Cloutier J F, Drouin R, Castonguay A
Laboratory of Cancer Etiology and Chemoprevention, Faculty of Pharmacy, Laval University, Quebec City, Québec G1K 7P4, Canada.
Chem Res Toxicol. 1999 Sep;12(9):840-9. doi: 10.1021/tx990025f.

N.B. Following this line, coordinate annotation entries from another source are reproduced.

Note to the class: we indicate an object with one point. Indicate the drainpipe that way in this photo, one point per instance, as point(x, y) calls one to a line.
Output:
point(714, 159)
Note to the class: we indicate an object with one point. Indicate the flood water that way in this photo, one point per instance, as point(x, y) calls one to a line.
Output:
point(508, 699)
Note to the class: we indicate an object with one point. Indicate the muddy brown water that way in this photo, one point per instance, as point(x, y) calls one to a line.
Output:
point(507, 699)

The nitrosamine 4-(methylnitrosamino)-1-(3-pyridyl)-1-butanone (NNK) present in tobacco smoke is a major carcinogen involved in tobacco-induced lung cancer. Its complex bioactivation along two pathways, which leads to methylation and pyridyloxobutylation of DNA, makes the study of NNK-induced DNA damage difficult. We selected two nitroso compounds, N-methyl-N-nitrosourea (MNU) and N-nitroso(acetoxymethyl)methylamine (NDMAOAc), with which to map NNK-induced DNA methylation frequency at every nucleotide position. We address the issue of how sequence context and complex chromatin structures, present in living cells, regulate the formation of modified purines through methylation generated by MNU and NDMAOAc. For comparison purposes, purified DNA was treated with dimethyl sulfate (DMS). We used ligation-mediated polymerase chain reaction to map and conduct a high-resolution footprinting analysis of the DNA damage along the p53 gene (exons 5-8), the ras gene family (exons 1 and 2 of H-, K-, and N-ras genes), and the c-jun promoter in living cells. The distribution of piperidine-sensitive DNA damage induced in cellular DNA and purified DNA by MNU or NDMAOAc was identical. MNU and NDMAOAc methylate more frequently the central guanines in a run of guanines, suggesting a regioselective mechanism for DNA methylation. In contrast, DMS methylates more frequently guanines at the 5'-end of a guanine run; this frequency decreased from the 5'- to the 3'-end. While the presence of adenines in a guanine run does not affect the distribution pattern, the presence of pyrimidines does change said pattern. Our data lead us to suggest that NNK would also methylate DNA sequences in a way similar to that of MNU or NDMAOAc. Footprinted areas of DNA methylated with MNU or NDMAOAc correspond to a consensus sequence for transcription factors AP-1, NF-Jun, CCAAT box, SP-1, and RSRF, as observed in c-jun promoters. Our results are in line with the fact that NNK metabolites, generated through the alpha-hydroxylation pathways, could potentially be mutagenic, since these activated metabolites can methylate guanines. In p53 and ras genes, the frequency of methylation of guanines parallels the frequency of mutations of those same guanines in lung cancer.
烟草烟雾中存在的亚硝胺4-(甲基亚硝氨基)-1-(3-吡啶基)-1-丁酮(NNK)是导致烟草诱导肺癌的主要致癌物。其沿着两条途径的复杂生物活化过程会导致DNA甲基化和吡啶氧基丁基化,这使得研究NNK诱导的DNA损伤变得困难。我们选择了两种亚硝基化合物,N-甲基-N-亚硝基脲(MNU)和N-亚硝基(乙酰氧基甲基)甲胺(NDMAOAc),用于绘制NNK在每个核苷酸位置诱导的DNA甲基化频率。我们探讨了活细胞中存在的序列背景和复杂染色质结构如何通过MNU和NDMAOAc产生的甲基化来调节修饰嘌呤的形成。为了进行比较,用硫酸二甲酯(DMS)处理纯化的DNA。我们使用连接介导的聚合酶链反应来绘制并对活细胞中p53基因(外显子5-8)、ras基因家族(H-、K-和N-ras基因的外显子1和2)以及c-jun启动子的DNA损伤进行高分辨率足迹分析。MNU或NDMAOAc在细胞DNA和纯化DNA中诱导的对哌啶敏感的DNA损伤分布是相同的。MNU和NDMAOAc更频繁地使鸟嘌呤序列中的中央鸟嘌呤甲基化,这表明DNA甲基化存在区域选择性机制。相比之下,DMS更频繁地使鸟嘌呤序列5'端的鸟嘌呤甲基化;这种频率从5'端到3'端降低。虽然鸟嘌呤序列中腺嘌呤的存在不影响分布模式,但嘧啶的存在确实会改变该模式。我们的数据使我们推测,NNK也会以类似于MNU或NDMAOAc的方式使DNA序列甲基化。如在c-jun启动子中观察到的,用MNU或NDMAOAc甲基化的DNA足迹区域对应于转录因子AP-1、NF-Jun、CCAAT框、SP-1和RSRF的共有序列。我们的结果与以下事实一致,即通过α-羟基化途径产生的NNK代谢物可能具有致突变性,因为这些活化的代谢物可以使鸟嘌呤甲基化。在p53和ras基因中,鸟嘌呤的甲基化频率与肺癌中相同鸟嘌呤位点的突变频率平行。